First performed in 1968 in Bombay, the play, directed by Arvind Deshpande, was later adapted to film and helmed by Satyadev Dubey. The movie saw so many firsts: actors Amrish Puri and Amol Palekar debuted in it, while Govind Nihalani (who went on to direct gems like Ardh Satya, Aakrosh, Drohkaal and Tamas) stepped behind the camera for the first time as a full-fledged director of photography. Also, this was Tendulkar’s first screenplay, which led him to write many more like Nishant, Aakrosh, Ardh Satya and Umbrata.
So, it could not have been easy for Ritesh Menon to direct yet another edition of Khamosh, Adalat Jaari Hai -- which this writer saw at the recent National Film Development Corporation of India’s Film Bazaar at Goa’s Panaji.

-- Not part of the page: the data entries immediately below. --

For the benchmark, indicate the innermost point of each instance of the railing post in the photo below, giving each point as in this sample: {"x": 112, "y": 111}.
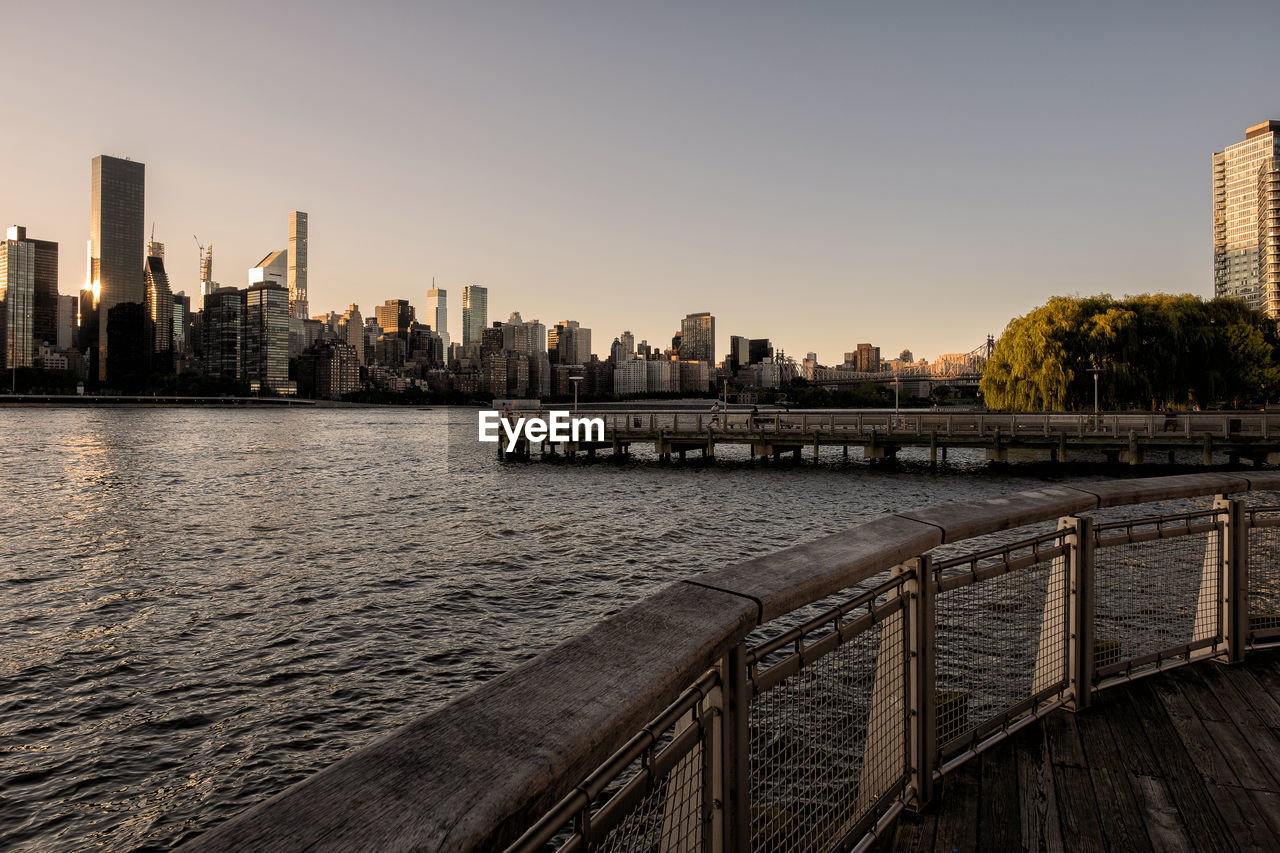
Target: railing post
{"x": 1080, "y": 655}
{"x": 1235, "y": 576}
{"x": 735, "y": 748}
{"x": 922, "y": 683}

Happily, Menon did justice to the movie, but let us not forget that he had an excellent cast -- Nandita Das, Saurabh Shukla and Yusuf Hussain.
Based on the play which Tendulkar wrote after overhearing a conversation on a Bombay local train among the members of an amateur drama troupe on their way to stage a mock trial, Menon’s film follows the original, narrating the pathetic plight of Miss Benare (a riveting piece of acting by Das) whose private life is exposed with mean viciousness by a judge (Hussain), a lawyer (what a splendid performance by Shukla) and few others present in the courtroom -- where some actors, all friends, are staging a theatrical rehearsal.

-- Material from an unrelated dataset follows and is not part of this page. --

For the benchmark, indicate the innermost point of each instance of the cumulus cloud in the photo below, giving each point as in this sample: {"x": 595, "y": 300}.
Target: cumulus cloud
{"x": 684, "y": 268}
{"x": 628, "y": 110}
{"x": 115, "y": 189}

What begins as fun soon degenerates into a horrible attack on Miss Benare --- whose affair with a married professor, Damle (not present there), is ridiculed, and her out-of-wedlock pregnancy condemned. Soon, a mirthful and witty Miss Benare is reduced to tears, and it becomes apparent that the male-dominated society has this great penchant for hitting women who may be weak and helpless. Or, who may not follow community’s conventions.
One must watch the way the lawyer pushes his arguments towards cornering Miss Benare -- who is all confused and hurt by her own friends turning so brazenly against her, accusing her of being a home wrecker. Remember, this was going to be only a mock play -- which, though, shockingly translates into a game of personal vendetta -- a kind of drama where the lines of the real and the unreal converge. The transformation of a bubbly Miss Benare into a nervous and humiliated wreck is horribly sad.
In a chat with this writer over the telephone from Mumbai this morning, Menon (who had earlier made a film called Crazy Cukkad Family about greedy siblings fighting over their father’s wealth as he is about to die) said that he was unhappy that the evils which Tendulkar wrote about three decades ago were still troubling our society. Tendulkar himself was sad that years after he had penned Shantata... the atrocities elaborated in it still took place in the country.
“There is a kind of mob mentality which we see, where nobody knows why someone is shouting against someone else. And yet, everybody gets into the slanging match. We saw this in my film. Nobody in that motley group present in the court had any reason to accuse Miss Benare. Yet they all do it with a kind of frightening conviction,” Menon added.
Khamosh, Adalat Jaari Hai will open in the cinemas soon, though, as Menon said, the date was yet to be firmed up.